I think some of them are pretty important. My top two are:
https://github.com/citation-style-language/schema/issues/36
https://github.com/citation-style-language/schema/issues/94

The first one is pretty major, but I’d really like to see 94 in one of
the smaller releases.

I’m actually hoping that we might be able to come up with a consistent
solution that addresses both custom fields, custom locator labels
(https://github.com/citation-style-language/schema/issues/94), and
custom identifiers
(https://github.com/citation-style-language/schema/issues/33).

A recent thought of mine was to create some sort of distinct
name-space for custom variables, e.g.:

That way you would have complete freedom to define custom variable
names, and there wouldn’t be conflicts with the ‘core’ set of official
CSL variables.

Regardless of the particular solution chosen, it might help if we make
a fresh start with the entire discussion. I think nobody will dispute
the usefulness of having custom fields, but I’m very keen to learn, in
the precisest terms possible, what implications Bruce, Dan, Simon, and
others foresee when it comes to custom variables (e.g. with regards to
syncing). That would help me understand what the considerations should
be when thinking of solutions. (a pointer would suffice as well, if
this already has been discussed)

Rintze

To stress my point on the need to discuss this in detail, I think that
the representation of custom fields in CSL styles isn’t nearly as
problematic an issue as coming to agreement regarding surrounding
issues like syncing (where I’m not an expert) and metadata storage.

Rintze

  • field assignments (which item type should, or shouldn’t, have
    which fields). Aurimas prepared a map for Zotero:
    http://aurimasv.github.com/z2csl/typeMap.xml . It would be great if we
    could standardize the fields exposed to the CSL processors among the
    different reference managers (on a per item type basis). My hope is
    that we can clean up Zotero’s metadata model in the coming year
    (tickets as compiled by the Zotero user community can be found at
    https://github.com/ajlyon/zotero-bits/issues ), and offer the result
    as a guideline for other reference managers.
    This is, imho, really the top priority - with different fields/item
    we’ll get inconsistent outputs - cf. e.g. publishers for journals.
    Happy to help work on this.

The ball for this is really in the court of the Zotero team, though. I
don’t think you, me, Avram, Grégoire (Gracile) and others can do much
more prep work for Simon and Dan, and I’m pretty sure we’re all
available to give input once they start work on it. But it seems to be
a few months out at least (post-November).

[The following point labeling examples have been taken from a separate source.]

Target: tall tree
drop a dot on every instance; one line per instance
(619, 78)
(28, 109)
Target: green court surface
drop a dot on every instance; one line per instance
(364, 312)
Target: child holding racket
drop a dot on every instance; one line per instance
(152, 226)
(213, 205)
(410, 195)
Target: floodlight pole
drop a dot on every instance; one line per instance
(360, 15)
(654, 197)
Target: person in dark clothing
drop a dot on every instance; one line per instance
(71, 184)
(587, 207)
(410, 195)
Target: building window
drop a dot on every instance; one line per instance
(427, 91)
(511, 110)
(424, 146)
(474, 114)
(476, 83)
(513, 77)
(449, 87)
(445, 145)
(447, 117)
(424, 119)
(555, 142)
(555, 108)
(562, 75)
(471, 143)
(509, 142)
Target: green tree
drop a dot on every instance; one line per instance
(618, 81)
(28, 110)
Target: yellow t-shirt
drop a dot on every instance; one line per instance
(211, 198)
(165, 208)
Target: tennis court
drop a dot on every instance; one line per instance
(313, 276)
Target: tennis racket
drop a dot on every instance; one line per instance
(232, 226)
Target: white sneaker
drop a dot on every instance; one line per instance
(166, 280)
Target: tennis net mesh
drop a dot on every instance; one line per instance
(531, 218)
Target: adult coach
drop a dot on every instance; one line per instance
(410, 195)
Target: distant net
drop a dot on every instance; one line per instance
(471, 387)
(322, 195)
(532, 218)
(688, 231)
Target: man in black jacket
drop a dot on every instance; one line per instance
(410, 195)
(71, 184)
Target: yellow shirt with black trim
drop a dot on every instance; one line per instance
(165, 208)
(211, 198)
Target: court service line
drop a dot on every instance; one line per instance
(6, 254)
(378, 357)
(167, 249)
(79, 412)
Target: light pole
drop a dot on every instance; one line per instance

  • There are still quite a few open CSL tickets (
    https://github.com/citation-style-language/schema/issues ). Some have
    solutions that require a backwards incompatible release (i.e. CSL 1.1)
    and style upgrades, while other tickets have stalled due to the
    absence of good ideas or due to disagreement. I don’t expect too much
    progress here, unless people step in and reboot the discussions.

I think some of them are pretty important. My top two are:
https://github.com/citation-style-language/schema/issues/36
https://github.com/citation-style-language/schema/issues/94

The first one is pretty major, but I’d really like to see 94 in one of
the smaller releases.

I’m actually hoping that we might be able to come up with a consistent
solution that addresses both custom fields, custom locator labels
(https://github.com/citation-style-language/schema/issues/94), and
custom identifiers
(https://github.com/citation-style-language/schema/issues/33).

A recent thought of mine was to create some sort of distinct
name-space for custom variables, e.g.:

That way you would have complete freedom to define custom variable
names, and there wouldn’t be conflicts with the ‘core’ set of official
CSL variables.

Regardless of the particular solution chosen, it might help if we make
a fresh start with the entire discussion. I think nobody will dispute
the usefulness of having custom fields,

I would :slight_smile:

In short, and in general, we need to put a high premium on
interoperablity of data and styles.

I don’t have time to get into this in depth ATM, but we probably need
discussion of this and the previous concerns I’ve raised about
managing change in the CSL schema and spec over time.

Bruce

  • date formats. Bruce seems to be a big proponent of adopting the
    Extended Date/Time Format as much as possible (EDTF, see
    http://www.loc.gov/standards/datetime/ )
  • name parsing (e.g. extracting non-dropping and dropping particles
    from two-field names)

Name parsing should strictly be optional; I’ve written a name parser for citeproc-ruby to deal with single-field names, but because of language / cultural differences this can quickly become infeasible. In some languages, for example, even word segmentation alone is a hard problem. I’ve gone to great lengths to support names passed in a single field; IIRC Frank even handles Japanese names specifically – but I would be careful to make it mandatory for CSL processors to implement such features as it sets the bar pretty high.

  • field assignments (which item type should, or shouldn’t, have
    which fields). Aurimas prepared a map for Zotero:
    http://aurimasv.github.com/z2csl/typeMap.xml . It would be great if we
    could standardize the fields exposed to the CSL processors among the
    different reference managers (on a per item type basis). My hope is
    that we can clean up Zotero’s metadata model in the coming year
    (tickets as compiled by the Zotero user community can be found at
    https://github.com/ajlyon/zotero-bits/issues ), and offer the result
    as a guideline for other reference managers.
  • the JSON schemas. These could use some documentation.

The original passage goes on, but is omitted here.